What's the biggest misconception about what you do?
That a big sound board with loads of knobs is complicated to work, and that all vocals can be fixed.. (not true)
What questions do you ask prospective clients?
If they have any idea of just what sort of vibe they want from their music..
What advice do you have for a customer looking to hire a provider like you?
Be clear about what it is you are hoping to get out of the project and or what sort of feeling you want from the end product..
Tell us about a project you worked on you are especially proud of and why. What was your role?
No idea... maybe The Smiths .. I did most of their singles back in the day as engineer together with John Porter and it seems that they ended up effecting many people and impacting on a whole genre of music in the UK.
What type of music do you usually work on?
It's very wide ranging. I suppose the common elements would be mostly people playing things as opposed to the totally programed material, although I do get that. Predominantly guitar bands, but also quite a few singer songwriters, and the odd string or brass section.
What was your career path? How long have you been doing this?
I started working in studios as a tea boy back in 1976! There were no college courses back then, no engineering or production degrees! It was generally accepted that it was a 4 year apprenticeship before you were ready to be given your own session to run. I had some great, great teachers in the form of engineers and producers responsible for some all time great albums.
How would you describe your style?
Relaxed, positive, confident.
Which artist would you like to work with and why?
There's so many! To name just one, Tom Petty. I've loved his work as far back as I can remember. Although for me his early work is still the best I have very great admiration for the sound of his albums and total respect for what he has done for artists in the record industry over the years..
Can you share one music production tip?
Don't over compress mixes!
What's your strongest skill?
Sound manipulation as an engineer and production insight. .. Perhaps patience!
What do you bring to a song?
I have years of experience of making albums of all different genres. I can give good guidance as to song structure both in musical and production direction. I'll always search for what it is that makes any particular song work, and try and enhance this. Rather than stamp MY sound on everything, I'll try to make what the artist brings just as good as it can be.
What's your typical work process?
If possible I prefer to meet with the artist of band prior to starting a session just in order to get the best feel of what they are looking for from their music and the session. I try to put people at their ease and be relaxed as I find that if the artist feels good, they play better and if they play better it always sounds better!

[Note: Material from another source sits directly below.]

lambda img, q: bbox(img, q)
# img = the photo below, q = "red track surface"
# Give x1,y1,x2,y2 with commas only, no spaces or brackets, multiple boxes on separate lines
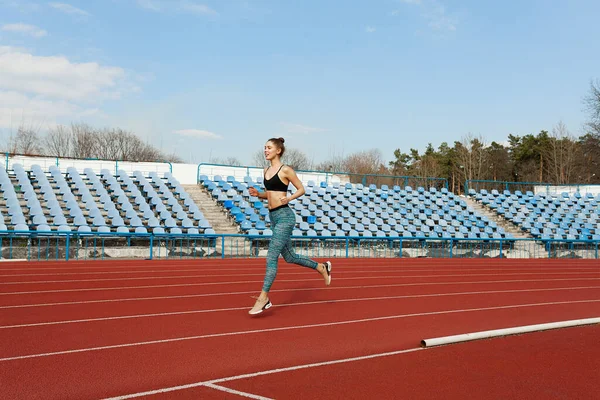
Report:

Tell us about your studio setup.
I work in ProTools. I try to involve quite a bit of 'Valves' in the recording and mixing process and have a wonderful old TLA valve desk that I love to send both mic inputs and mixes through. I do still have my trusty old 24 Track tape machine, which still gets used! I have a good selection of monitors both large and small to get the final mix sounding sweat on any size system you play it on.
Describe the most common type of work you do for your clients.
Most of my work involves people playing things! .. Or Vocalists. Occasionally someone will bring me a project done in their bedroom to "try and make it sound like a record".. But I work predominantly with bands. I try to help people get the best out what they are doing, both sonically as an engineer and creatively as a producer.